Sickle cell disease and β thalassemia are the principal β hemoglobinopathies. The complex pathophysiology of sickle cell disease is initiated by sickle hemoglobin polymerization. In β thalassemia, ...insufficient β-globin synthesis results in excessive free α globin, ineffective erythropoiesis, and severe anemia. Fetal hemoglobin (HbF) prevents sickle hemoglobin polymerization; in β thalassemia HbF compensates for the deficit of normal hemoglobin. When HbF constitutes about a third of total cell hemoglobin, the complications of sickle cell disease are nearly totally prevented. Similarly, sufficient HbF in β thalassemia diminishes or prevents ineffective erythropoiesis and hemolysis.

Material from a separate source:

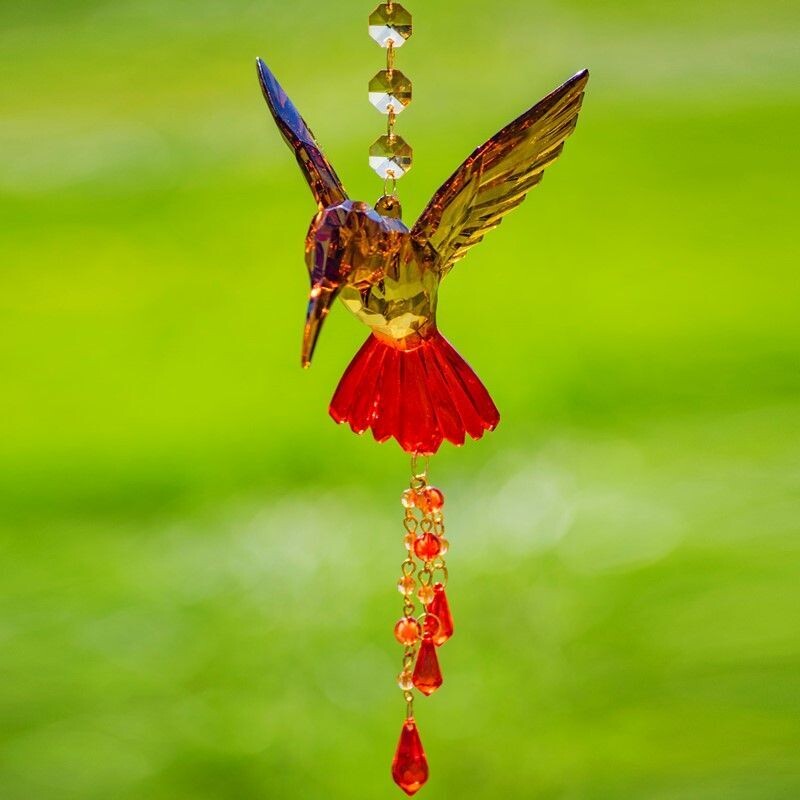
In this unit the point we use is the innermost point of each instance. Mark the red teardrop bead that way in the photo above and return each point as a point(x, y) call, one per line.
point(409, 766)
point(427, 675)
point(440, 608)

This article examines the pathophysiology of β hemoglobinopathies, the physiology of HbF, intracellular distribution, and the regulation of HbF expression. Inducing high levels of HbF by targeting its regulatory pathways pharmacologically or with cell-based therapeutics provides major clinical benefit and perhaps a 'cure.'
Erythrocytes must contain about 10 pg of HbF to 'cure' sickle cell disease. If HbF is the only hemoglobin present, much higher levels are needed to 'cure' β thalassemia. These levels of HbF can be obtained by different iterations of gene therapy. Small molecule drugs that can achieve even modest pancellular HbF concentrations are a major unmet need.